At PBS's Newshour Elizabeth Flock considers: Was Nabokov's 'Lolita' inspired by a little-known story by Salvador Dali ?
Yes, after Michael Maar's speculations in (his about to be re-issued) The Two Lolitas, Delia Ungureanu offers another theory in her forthcoming From Paris to Tlön (see the Bloomsbury publicity page, or pre-order your copy at Amazon.com or Amazon.co.uk): that Nabokov's Lolita had a precursor in Salvador Dalí's 'Dullita'.

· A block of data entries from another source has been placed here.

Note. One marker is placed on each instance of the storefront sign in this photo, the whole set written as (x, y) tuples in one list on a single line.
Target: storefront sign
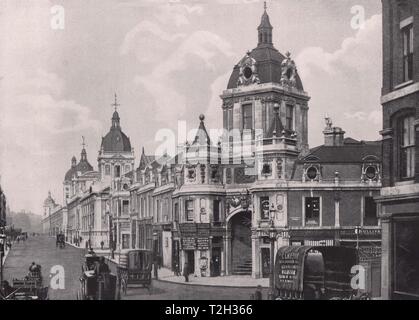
[(369, 252), (363, 233), (203, 230), (202, 243), (288, 269), (188, 243)]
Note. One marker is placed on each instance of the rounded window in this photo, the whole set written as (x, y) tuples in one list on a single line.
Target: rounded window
[(312, 173), (371, 172), (266, 169), (247, 72)]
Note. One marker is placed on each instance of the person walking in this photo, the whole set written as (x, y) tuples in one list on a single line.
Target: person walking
[(186, 271), (258, 293)]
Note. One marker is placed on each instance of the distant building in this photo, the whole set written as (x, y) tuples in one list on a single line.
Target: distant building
[(399, 199)]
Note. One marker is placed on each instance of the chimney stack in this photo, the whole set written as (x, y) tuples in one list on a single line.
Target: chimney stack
[(333, 136)]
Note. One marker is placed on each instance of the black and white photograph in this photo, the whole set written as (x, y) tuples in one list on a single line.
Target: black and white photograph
[(209, 150)]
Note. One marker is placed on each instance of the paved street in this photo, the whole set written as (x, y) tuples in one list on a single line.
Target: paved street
[(42, 250)]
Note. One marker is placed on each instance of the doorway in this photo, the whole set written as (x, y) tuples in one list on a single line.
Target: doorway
[(216, 261), (241, 246), (266, 262)]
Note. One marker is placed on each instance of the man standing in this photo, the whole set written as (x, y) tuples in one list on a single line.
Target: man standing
[(186, 271)]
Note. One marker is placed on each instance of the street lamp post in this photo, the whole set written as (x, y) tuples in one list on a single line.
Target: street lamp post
[(2, 250), (272, 238), (357, 232), (111, 242), (155, 254)]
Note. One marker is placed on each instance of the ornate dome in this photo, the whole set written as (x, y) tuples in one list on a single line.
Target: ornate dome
[(82, 167), (115, 140), (49, 201), (265, 63)]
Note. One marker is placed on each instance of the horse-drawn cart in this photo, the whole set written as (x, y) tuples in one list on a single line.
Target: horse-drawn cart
[(94, 286), (135, 268), (29, 288)]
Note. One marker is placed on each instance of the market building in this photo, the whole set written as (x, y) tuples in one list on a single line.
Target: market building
[(399, 198), (116, 166)]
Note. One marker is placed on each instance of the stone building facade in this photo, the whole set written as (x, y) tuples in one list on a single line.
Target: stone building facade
[(399, 198), (214, 204)]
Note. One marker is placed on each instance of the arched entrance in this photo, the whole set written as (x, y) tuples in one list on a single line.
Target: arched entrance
[(241, 243)]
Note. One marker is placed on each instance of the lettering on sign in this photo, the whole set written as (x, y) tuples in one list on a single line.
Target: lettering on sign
[(188, 243), (202, 243)]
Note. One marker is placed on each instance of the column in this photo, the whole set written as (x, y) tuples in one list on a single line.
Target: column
[(337, 213), (227, 254), (256, 272), (386, 258)]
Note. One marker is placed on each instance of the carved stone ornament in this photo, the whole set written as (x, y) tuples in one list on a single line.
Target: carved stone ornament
[(289, 71), (248, 71)]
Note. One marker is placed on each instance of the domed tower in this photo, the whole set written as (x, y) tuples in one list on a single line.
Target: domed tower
[(116, 157), (75, 171), (263, 78), (49, 205)]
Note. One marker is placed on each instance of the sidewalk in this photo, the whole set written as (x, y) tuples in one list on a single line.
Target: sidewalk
[(167, 275)]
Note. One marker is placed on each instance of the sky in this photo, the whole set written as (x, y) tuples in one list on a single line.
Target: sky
[(62, 61)]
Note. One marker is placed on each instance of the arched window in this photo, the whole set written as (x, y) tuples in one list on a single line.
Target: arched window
[(406, 146)]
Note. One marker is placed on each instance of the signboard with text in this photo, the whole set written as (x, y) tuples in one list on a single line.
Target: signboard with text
[(188, 243), (202, 243)]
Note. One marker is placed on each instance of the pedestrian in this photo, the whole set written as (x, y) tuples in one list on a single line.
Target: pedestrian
[(186, 271), (177, 271), (258, 293)]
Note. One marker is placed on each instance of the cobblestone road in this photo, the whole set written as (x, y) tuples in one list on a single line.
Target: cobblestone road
[(43, 251)]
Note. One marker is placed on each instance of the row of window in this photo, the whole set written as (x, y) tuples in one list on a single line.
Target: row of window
[(190, 210), (247, 120), (312, 212), (117, 170)]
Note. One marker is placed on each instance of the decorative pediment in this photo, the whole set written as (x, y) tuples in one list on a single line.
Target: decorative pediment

The girl-character is mentioned both in his story 'Reverie' and his memoir, The Secret Life of Salvador Dalí .....
And there's even a drawing:
The Etisalat Prize for Literature is a leading African literary prize -- but one of the difficulties with corporate sponsorship is that corporate stability is often ... unstable.
Etisalat Nigeria has been wobbling of late, and -- for now -- the result has been a re-branding/structuring: they now call themselves '9mobile'.
For now, as Ozolua Uhakheme reports in The NationEtisalat Prize for Literature must live -- and it does, albeit re-branded as the 9mobile Prize for Literature; still, the official press release suggests everything is set for the 2018 prize.
We'll see how that goes .....
Dealers across Johannesburg put the number of second hand book stores at about 50, up from about 25 just a few years ago.
Presumably, a lot of the used-book success comes at the cost of lower new-book sales, so the overall positives for the economy are likely limited.
But at least folks are buying books !
The most recent addition to the complete review is my review of the first Rocco Schiavone Mystery by Antonio Manzini, Black Run.
(I've had this lying around for a while but picked it up now because I saw that the follow-up, A Cold Death (published in the US as Adam's Rib, because ... publishers ... ?) is one of the six finalists for this year's CWA International Dagger and, as I've mentioned, three of the other finalists are under review at the complete review, so I was curious.)